My friend Ben Curtis introduced me to this poem by Bill
Collins titled “Introduction to Poetry”:
I ask them to take a poem
and hold it up to the light
like a color slide
or press an ear against its hive.
I say drop a mouse into a poem
and watch him probe his way out,
or walk inside the poem’s room
and feel the walls for a light switch.
I want them to waterski
across the surface of a poem
waving at the author’s name on the shore.
But all they want to do
is tie the poem to a chair with rope
and torture a confession out of it.
They begin beating it with a hose
to find out what it really means.
As I listened to and then read this poem about the
perspective necessary to appreciate poetry, I was convicted of the fact that
this is often the way that I have treated the Bible. Too often I have approached a passage of
scripture seeking to “beat it into submission” as I sought the kernel of truth
contained therein so that I could teach or preach it. Using the best tools that I had, I sought to
wring something out of it that was new, fresh, and relevant---something that I
could share with my congregation or study group.

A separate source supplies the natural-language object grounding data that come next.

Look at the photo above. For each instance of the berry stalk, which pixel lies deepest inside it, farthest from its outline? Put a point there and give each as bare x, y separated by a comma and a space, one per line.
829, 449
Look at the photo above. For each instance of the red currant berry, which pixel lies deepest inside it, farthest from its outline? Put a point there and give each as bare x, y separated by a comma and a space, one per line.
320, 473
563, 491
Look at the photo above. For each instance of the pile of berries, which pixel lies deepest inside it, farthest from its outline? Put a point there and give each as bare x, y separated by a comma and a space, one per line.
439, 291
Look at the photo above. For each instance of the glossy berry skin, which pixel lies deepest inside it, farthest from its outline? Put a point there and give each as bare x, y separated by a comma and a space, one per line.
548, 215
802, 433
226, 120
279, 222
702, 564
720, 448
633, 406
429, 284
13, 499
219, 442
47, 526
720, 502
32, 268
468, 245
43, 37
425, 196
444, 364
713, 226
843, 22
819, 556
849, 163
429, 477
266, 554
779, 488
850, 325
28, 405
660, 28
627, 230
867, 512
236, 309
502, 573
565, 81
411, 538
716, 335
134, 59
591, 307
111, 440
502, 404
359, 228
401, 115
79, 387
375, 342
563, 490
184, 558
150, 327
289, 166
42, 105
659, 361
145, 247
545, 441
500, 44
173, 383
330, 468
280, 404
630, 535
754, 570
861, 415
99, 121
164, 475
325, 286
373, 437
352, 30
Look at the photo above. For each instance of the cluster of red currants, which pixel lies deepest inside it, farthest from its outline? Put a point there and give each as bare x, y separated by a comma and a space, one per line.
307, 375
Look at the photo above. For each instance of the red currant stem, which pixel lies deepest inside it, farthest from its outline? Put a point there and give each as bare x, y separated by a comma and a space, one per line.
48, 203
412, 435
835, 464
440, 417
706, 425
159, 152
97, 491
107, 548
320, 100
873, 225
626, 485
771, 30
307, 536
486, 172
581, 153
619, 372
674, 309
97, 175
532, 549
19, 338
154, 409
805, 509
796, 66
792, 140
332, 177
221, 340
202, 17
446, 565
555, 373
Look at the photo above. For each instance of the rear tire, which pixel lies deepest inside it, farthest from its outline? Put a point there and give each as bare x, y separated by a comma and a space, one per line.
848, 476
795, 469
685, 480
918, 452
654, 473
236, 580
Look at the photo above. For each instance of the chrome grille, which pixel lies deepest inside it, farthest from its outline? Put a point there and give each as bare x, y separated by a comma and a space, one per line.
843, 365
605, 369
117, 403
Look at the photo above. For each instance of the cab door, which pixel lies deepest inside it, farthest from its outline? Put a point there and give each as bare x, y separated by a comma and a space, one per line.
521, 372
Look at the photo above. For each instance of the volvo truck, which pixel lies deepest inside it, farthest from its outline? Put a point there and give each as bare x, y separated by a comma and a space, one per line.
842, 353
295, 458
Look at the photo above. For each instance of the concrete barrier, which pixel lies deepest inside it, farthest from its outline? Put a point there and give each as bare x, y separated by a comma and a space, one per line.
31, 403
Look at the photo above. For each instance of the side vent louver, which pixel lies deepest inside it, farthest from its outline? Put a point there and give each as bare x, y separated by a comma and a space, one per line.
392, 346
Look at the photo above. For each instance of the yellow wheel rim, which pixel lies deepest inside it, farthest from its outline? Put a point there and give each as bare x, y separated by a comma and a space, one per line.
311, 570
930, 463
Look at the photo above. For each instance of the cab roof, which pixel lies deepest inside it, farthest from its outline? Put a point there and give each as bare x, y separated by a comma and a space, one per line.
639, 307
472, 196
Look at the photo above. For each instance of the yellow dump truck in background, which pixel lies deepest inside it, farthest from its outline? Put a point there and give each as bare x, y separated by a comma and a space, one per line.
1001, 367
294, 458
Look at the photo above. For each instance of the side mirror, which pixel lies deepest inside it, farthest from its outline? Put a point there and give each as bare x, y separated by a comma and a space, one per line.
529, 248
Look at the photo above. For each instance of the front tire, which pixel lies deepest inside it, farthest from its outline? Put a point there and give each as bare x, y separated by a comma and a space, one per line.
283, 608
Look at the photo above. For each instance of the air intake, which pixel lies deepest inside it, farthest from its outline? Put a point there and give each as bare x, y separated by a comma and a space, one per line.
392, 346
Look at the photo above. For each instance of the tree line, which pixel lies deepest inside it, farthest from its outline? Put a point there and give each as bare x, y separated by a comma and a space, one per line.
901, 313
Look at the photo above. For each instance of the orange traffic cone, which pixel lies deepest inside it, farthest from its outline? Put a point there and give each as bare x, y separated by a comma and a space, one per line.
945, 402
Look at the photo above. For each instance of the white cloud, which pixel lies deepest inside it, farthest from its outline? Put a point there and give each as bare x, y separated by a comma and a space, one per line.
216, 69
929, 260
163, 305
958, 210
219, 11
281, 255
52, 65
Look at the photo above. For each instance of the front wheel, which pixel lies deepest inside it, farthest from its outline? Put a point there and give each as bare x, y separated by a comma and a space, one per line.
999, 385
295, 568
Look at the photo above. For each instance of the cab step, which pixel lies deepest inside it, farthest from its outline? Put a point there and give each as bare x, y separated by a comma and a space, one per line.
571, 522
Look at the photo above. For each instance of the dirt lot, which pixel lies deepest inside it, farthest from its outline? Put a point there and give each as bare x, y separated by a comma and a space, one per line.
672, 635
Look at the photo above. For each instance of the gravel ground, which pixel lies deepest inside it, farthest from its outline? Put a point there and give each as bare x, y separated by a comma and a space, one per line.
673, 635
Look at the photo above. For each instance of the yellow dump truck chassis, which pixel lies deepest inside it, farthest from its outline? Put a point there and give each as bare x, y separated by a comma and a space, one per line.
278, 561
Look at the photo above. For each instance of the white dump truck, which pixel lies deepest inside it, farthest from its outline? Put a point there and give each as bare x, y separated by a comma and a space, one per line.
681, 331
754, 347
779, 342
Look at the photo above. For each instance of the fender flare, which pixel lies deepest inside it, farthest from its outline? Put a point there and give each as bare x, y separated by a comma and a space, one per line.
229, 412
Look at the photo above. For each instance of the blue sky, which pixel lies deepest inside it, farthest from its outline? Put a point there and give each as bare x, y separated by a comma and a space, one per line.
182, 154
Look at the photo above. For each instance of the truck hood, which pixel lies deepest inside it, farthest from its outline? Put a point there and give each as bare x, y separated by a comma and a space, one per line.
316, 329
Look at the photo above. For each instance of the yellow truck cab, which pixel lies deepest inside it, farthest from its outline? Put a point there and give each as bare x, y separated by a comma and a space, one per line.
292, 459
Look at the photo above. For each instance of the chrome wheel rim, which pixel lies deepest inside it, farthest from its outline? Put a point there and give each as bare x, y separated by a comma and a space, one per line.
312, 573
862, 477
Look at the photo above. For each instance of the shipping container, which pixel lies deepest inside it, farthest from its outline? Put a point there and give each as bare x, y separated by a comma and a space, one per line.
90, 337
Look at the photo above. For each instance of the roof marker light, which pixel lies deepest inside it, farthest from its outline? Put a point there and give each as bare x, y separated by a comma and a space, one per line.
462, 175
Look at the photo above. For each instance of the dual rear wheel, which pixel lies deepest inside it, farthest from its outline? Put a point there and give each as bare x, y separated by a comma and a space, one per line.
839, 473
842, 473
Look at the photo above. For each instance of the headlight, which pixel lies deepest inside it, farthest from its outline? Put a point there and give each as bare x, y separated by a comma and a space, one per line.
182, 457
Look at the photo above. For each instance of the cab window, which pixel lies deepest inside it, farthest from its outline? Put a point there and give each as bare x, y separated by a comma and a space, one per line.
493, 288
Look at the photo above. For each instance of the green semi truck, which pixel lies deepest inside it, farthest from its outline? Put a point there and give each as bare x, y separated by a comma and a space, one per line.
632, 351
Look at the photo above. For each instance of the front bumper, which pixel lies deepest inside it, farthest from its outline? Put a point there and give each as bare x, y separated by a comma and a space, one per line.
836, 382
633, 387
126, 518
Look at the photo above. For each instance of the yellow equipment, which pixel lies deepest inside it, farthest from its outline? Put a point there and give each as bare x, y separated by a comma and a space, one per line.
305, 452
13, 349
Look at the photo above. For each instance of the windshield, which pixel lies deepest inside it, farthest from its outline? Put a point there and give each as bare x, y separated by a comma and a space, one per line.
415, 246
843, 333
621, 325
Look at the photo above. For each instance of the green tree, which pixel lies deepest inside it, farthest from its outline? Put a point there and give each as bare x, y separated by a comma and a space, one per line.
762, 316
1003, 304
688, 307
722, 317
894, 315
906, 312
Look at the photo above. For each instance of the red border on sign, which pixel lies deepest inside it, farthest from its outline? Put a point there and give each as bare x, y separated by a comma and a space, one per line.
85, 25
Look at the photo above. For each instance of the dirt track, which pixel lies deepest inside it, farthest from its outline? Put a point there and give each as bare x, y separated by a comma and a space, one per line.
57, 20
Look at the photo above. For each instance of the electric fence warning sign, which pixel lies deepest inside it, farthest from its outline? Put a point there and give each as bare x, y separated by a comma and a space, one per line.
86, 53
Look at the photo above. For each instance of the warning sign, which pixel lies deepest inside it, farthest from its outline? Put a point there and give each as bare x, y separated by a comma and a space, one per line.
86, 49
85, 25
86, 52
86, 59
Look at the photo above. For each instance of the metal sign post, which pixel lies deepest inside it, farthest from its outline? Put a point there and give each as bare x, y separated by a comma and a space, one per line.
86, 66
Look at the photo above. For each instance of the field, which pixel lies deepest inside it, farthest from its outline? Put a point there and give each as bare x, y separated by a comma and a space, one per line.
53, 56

In so doing, I failed to appreciate the real
message embodied there.
I am not saying that hermeneutical studies are unnecessary
or irrelevant, but I have come realize that scripture can speak to me if I give
it the opportunity. If I can suspend my presuppositions
for just a little while, I may hear something that I need to hear at that
moment in my life. This means that I
move beyond many of the traditional ways that we see scripture—rule book, sociopolitical
document, the history of God’s revelation to God’s people—to the word of God
for me.
On most days, I am
not sure that I am ready to do what it takes for that to happen. Such a stance requires humility, vulnerability,
and perception that I do not possess.
Perhaps that is where the Spirit of God intervenes and speaks through
the Bible in such a way that I can hear.
I don’t think I have it in me to accomplish that on my own.